LWN: Comments on "Giving Rust a chance for in-kernel codecs"

Giving Rust a chance for in-kernel codecs

dvdeug — Sun, 26 May 2024 21:58:40 +0000

Wuffs sucks even harder for dynamic allocations and generic code, since it doesn't permit them. An apples to apples comparison of SPARK/Ada to Wuffs, even within Wuffs' narrow design space, would be interesting.

Giving Rust a chance for in-kernel codecs

dwlsalmeida — Fri, 03 May 2024 14:45:36 +0000

My next step is to set up some infrastructure to test this continuously. If regressions can be quickly pinpointed and acted upon, we will be in a really good place to move forward with Rust in other fragile parts of the media code. This also applies to frameworks as well, like videobuf2 and mem2mem.

I've started discussions on a new iteration of mem2mem[0]. It's clear to me that it can be written in Rust directly by providing a C API through cbindgen.

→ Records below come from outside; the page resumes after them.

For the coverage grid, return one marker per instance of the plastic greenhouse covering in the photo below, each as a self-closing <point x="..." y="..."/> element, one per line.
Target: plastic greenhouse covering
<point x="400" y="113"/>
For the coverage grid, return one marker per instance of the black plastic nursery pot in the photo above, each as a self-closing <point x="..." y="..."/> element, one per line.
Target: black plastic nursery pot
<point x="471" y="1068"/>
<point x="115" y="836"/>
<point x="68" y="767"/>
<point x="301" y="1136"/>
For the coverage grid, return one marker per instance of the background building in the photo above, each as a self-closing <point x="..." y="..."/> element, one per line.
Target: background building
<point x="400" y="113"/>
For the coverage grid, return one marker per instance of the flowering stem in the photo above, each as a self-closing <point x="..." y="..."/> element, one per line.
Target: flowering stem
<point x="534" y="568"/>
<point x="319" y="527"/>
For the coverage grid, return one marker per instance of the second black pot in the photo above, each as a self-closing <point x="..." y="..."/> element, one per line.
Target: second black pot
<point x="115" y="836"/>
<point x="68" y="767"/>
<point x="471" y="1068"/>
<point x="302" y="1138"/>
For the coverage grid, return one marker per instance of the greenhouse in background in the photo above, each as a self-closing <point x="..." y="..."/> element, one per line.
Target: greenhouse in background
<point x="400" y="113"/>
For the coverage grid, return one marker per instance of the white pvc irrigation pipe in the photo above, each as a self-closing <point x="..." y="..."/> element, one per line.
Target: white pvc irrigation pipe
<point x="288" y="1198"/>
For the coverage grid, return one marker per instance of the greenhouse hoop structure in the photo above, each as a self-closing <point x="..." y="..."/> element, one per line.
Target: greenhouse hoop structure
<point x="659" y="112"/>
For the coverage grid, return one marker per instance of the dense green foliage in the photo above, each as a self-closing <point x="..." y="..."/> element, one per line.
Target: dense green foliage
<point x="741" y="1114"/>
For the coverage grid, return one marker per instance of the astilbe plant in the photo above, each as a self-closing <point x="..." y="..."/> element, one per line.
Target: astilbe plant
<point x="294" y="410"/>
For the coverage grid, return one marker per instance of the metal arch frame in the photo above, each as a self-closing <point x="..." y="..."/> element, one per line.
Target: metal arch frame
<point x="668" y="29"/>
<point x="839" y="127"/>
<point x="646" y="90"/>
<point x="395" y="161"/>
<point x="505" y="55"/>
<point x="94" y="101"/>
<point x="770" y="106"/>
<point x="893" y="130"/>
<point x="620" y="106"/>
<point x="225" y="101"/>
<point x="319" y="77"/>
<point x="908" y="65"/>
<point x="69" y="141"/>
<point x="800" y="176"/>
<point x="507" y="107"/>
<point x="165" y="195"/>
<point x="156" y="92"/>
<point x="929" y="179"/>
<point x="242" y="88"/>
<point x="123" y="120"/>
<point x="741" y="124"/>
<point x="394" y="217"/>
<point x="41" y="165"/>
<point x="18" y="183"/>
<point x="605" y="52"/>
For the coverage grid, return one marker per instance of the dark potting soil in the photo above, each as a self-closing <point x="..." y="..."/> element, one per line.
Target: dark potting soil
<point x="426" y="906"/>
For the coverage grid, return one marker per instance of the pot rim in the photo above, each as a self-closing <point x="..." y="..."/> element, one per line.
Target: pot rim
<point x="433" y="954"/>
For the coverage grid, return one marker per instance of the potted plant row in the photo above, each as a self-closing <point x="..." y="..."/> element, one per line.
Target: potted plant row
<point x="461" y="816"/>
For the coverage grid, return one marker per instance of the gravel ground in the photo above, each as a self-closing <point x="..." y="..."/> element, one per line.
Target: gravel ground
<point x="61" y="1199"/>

The framework can switch to C when executing any callbacks implemented by the driver, while drivers themselves keep their C code intact, if they so desire.

[0] - https://lore.kernel.org/linux-media/3F80AC0D-DCAA-4EDE-BF...

Giving Rust a chance for in-kernel codecs

Gnurou — Fri, 03 May 2024 05:25:31 +0000

FWIW I think this approach (writing safer versions of C functions that could benefit from memory safety while not having too much dependencies to pull in) is an excellent and gentle way to introduce Rust to a new kernel subsystem. It allows apples-to-apples comparison of the C vs Rust code (notably in terms of memory footprint), lets maintainers ease into the new language through bite-sized code, and paves the way for the next layer of functions to be converted if there is appetite to go further.

Giving Rust a chance for in-kernel codecs

farnz — Tue, 30 Apr 2024 09:38:06 +0000

Note that even without the little quirks, stateless codecs will always need something to manage three chunks of state for them:

Position in the bitstream. Something needs to track how far through the bitstream you are, and avoid either skipping bits that the stateless codec needs to see, or sending it the same bits repeatedly when it doesn't need them again.
Picture reordering. Video codecs can predict the "current" picture from both past pictures, and future pictures. If you have pictures in output order 1 2 3 4, where pictures 2 and 3 can use picture 4 as a reference, the bitstream will contain pictures in the order 1 4 2 3, and something needs enough state to rearrange that into 1 2 3 4.
Reference picture buffering. Video codecs aren't allowed to refer to arbitrary pictures when they predict the current picture; they're only allowed to refer to "reference pictures". Every codec has rules for when a picture enters the set of reference pictures, and when it leaves, and the stateful wrapper has to ensure that the stateless decoder has the "right" set of reference pictures available to it.

And then you get into more complicated things like stormer described, but also things like MPEG-2 having per-sequence and per-picture state, which needs to be available to the decoder with every slice it's decoding. The wrapper thus has to understand enough of the bitstream to know what state the decoder needs to be given with each slice it's decoding.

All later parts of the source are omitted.